Number_iの「BON」、歌詞もボーカルもダンスも全てが鋭い感

Number_iの「BON」が良かったので、その感想を書いていきたい。

その上で、もし楽曲をまだ聴いてない人がいては、いけないので、まずは楽曲のリンクを貼ってみるので、ぜひ一度作品を聴いてみてほしい。

これまでの楽曲もそうだったけど、Number_iはリズムの乗りこなし方がピカイチだ。

いわゆるポップスって、リズムの構造はわりとシンプルにして、歌を聴かせるような構造で楽曲を紡ぐ。

でも、Number_iの楽曲って音楽のリズムの魅力を存分に味合わせてくれるように楽曲を展開していく。

上半身でのるリズムというよりも、下半身でのりたくなるようなリズムアプローチというか。

Number_iの音楽的にある種のワールドワイドなエッセンスを覚えるのは、こういうリズムアプローチのスキのなさにあるように思うし、Number_iのメンバーだからこそ到達できた切れ味鋭いアプローチなのだと思う。

そういう意味でも、Number_iの音楽って、確かに”世界”に目配せをした音楽だといえると思う。

その一方で、Number_iの音楽ってそこには留まらない面白さがある。

というのも、世界に照準を当てた音楽って、世にあるたくさんの音楽に目配せしたら、いくつも見つけることができるように感じるけれど、そういう音楽って比べてもなお、Number_iの音楽って、独自性が光っているように思う。

安易にカテゴライズできない強度がある、という言い方が正しいのかもしれないけれど、Number_iが生み出す音楽には、いつもそういう「彼ららしい魅力」が弾けている。

「BON」を聴いても、そういう要素をびしびしと感じる。

その根源って具体的にどういうものなのだろうか?

自分なりの言葉で噛み砕くのであれば、Number_iの音楽って世界が視点にありながらも、その出発点に良い意味で「日本」の視点を感じる気がするのだ。

「BON」で言えば、

・日本語も英語も言語の種類に関係なく、のりこなしたいリズムをどんどんのりこなしていく爽快感がある

・「盆踊り」「盆栽」をはじめ、日本の楽曲的な視点を歌の中に放り込んでいる

・パートごとに変幻自在に変化していくリズムや、アレンジの音色の中に、ふいに和のテイストを忍ばせている

・「FUJI」なんかでもそういう要素を感じていたけれど、「BON」でもそういう雰囲気がどことなく楽曲の中で漂っている。

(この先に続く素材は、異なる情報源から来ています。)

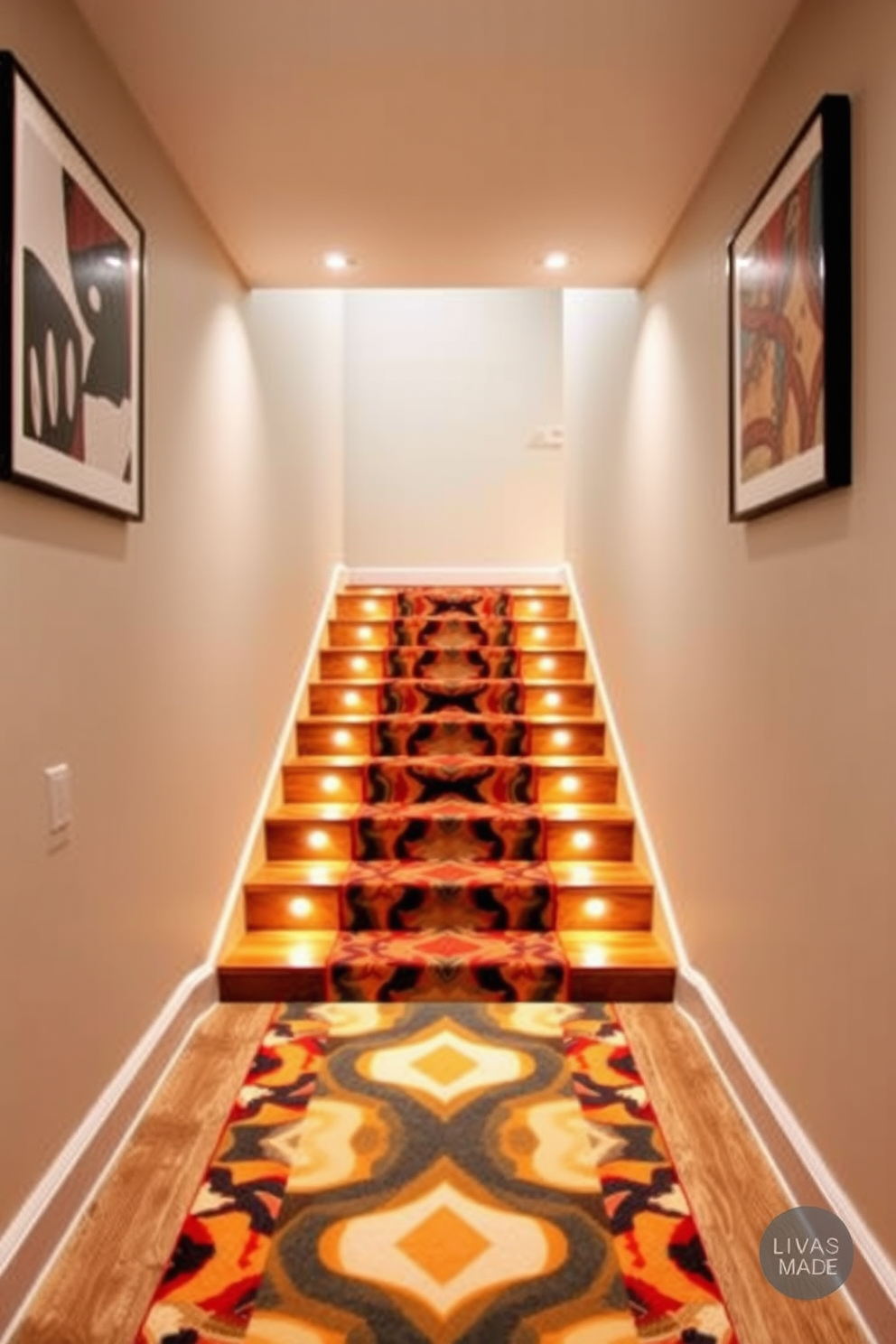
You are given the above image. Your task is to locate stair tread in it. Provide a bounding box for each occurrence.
[311,677,593,691]
[284,754,618,773]
[301,710,604,728]
[247,859,653,890]
[220,583,676,1002]
[557,929,676,970]
[219,929,337,970]
[220,929,675,970]
[267,795,631,823]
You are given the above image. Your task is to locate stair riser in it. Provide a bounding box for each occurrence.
[320,648,585,681]
[218,966,676,1003]
[295,718,604,760]
[336,593,570,621]
[246,883,653,933]
[266,816,632,862]
[309,678,593,718]
[328,620,576,650]
[284,758,617,804]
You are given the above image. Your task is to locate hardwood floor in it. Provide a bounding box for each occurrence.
[11,1004,866,1344]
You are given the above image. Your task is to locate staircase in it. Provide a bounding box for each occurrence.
[218,587,675,1002]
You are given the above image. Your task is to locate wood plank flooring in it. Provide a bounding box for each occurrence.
[11,1004,866,1344]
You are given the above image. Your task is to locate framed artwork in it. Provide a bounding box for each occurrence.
[0,51,144,518]
[728,94,852,520]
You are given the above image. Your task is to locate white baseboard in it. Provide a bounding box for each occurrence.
[676,966,896,1344]
[0,965,218,1344]
[347,565,565,587]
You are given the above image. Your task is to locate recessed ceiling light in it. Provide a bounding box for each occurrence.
[323,251,355,270]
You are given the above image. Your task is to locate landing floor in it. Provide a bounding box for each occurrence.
[11,1004,866,1344]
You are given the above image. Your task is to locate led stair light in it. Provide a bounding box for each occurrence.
[286,942,317,966]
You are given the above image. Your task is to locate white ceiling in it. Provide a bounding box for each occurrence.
[75,0,797,286]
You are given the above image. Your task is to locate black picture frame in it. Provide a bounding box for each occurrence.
[0,51,145,520]
[728,94,852,521]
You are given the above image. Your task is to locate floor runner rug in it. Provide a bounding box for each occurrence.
[138,1003,733,1344]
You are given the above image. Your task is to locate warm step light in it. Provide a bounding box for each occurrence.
[323,251,355,272]
[582,947,607,967]
[286,942,317,967]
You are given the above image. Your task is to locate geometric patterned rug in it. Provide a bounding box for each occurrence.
[138,1003,733,1344]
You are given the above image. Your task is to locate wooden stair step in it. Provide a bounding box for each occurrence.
[326,616,578,649]
[282,757,618,802]
[265,802,634,860]
[245,859,653,930]
[560,930,676,1003]
[318,644,585,681]
[218,929,336,1003]
[218,930,676,1003]
[336,584,570,621]
[295,714,606,760]
[308,677,593,718]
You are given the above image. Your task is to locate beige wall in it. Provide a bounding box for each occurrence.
[567,0,896,1254]
[0,0,341,1228]
[345,289,563,565]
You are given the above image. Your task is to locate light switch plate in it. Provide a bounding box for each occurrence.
[43,765,71,835]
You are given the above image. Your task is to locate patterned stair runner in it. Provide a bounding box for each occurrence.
[221,587,675,1002]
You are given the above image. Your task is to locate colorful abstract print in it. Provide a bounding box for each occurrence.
[137,1003,735,1344]
[738,157,825,481]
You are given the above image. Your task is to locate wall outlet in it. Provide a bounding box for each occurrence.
[43,765,71,835]
[527,425,563,449]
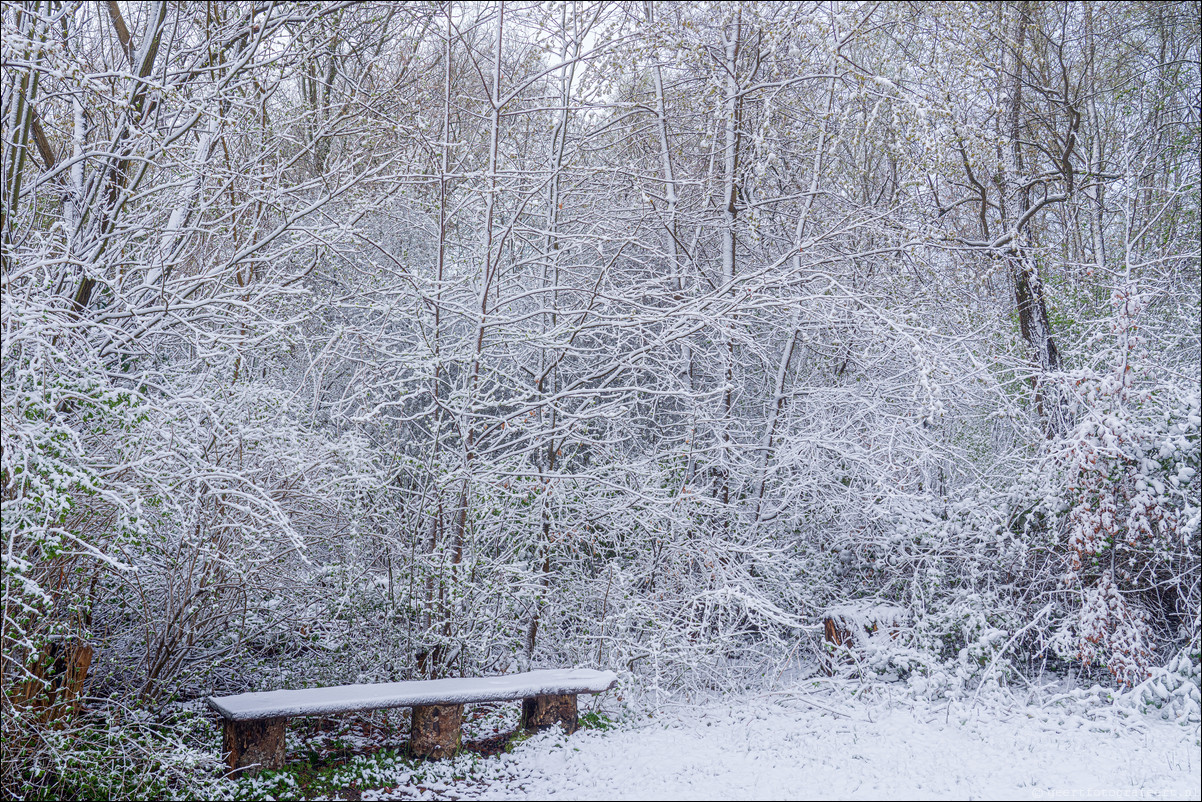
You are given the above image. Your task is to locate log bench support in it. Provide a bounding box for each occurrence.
[522,694,581,735]
[409,705,463,760]
[221,718,287,778]
[209,669,618,777]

日本の音楽だからこそのエッセンスとワールドワイドな音楽のエッセンスを掛け合わせるって、言葉にすると簡単になるけど、表現する側の視点でみると、難しいと思うし、聴く人がこれまでどういう音楽を聴いてきたのかによって、捉え方が変わるものだとは思う。

でも、いわゆるJ-POPを聴いてきた大人になり、そのあとから海外の音楽も聴くようになった自分にとって、Number_iが生み出すこのバランス感覚って絶妙に感じるし、どの軸足で聴いてみても高いレベルで成立させているので、「すげえ・・・」という感想に行き着くのだ。

「BON」においては、冒頭で高速なフロウで、スタイリッシュかつスリリングな空気を作り出す。すると、テンポに揺らぎを生み出したタイミングで、クールかつ情熱的なボーカルのパートを差し込み、ふいに妖艶な空気も作り出すのも見事。

かと思えば、bonというフレーズの連続で、楽曲をリズミカルに魅せる展開も用意する。このフェーズまで入ると、音楽的なリズムの面白さでがっと心をつかんでいく。

まるでルービックキューブのように、音楽ってこういう面白さもあるんだぜ!を多面的かつ色んな色合いで魅せていく。

そうこうしていると、音楽的な中毒性に誘われることになる。スキがない表現力だからこそ、感じることができる興奮である。

まとめに代えて

ということで、今回は「BON」を起点にしながら、これまで感じてきたNumber_iの魅力を総括するような言葉を書き記してみた。

今年は夏フェスへの出演も決まっており、より色んな「層」に生の音楽を届けるのだろうなと思う。

そこからどんなスパイラルを生み出すのか、今から楽しみだなーと勝手ながらに思う、そんな夜。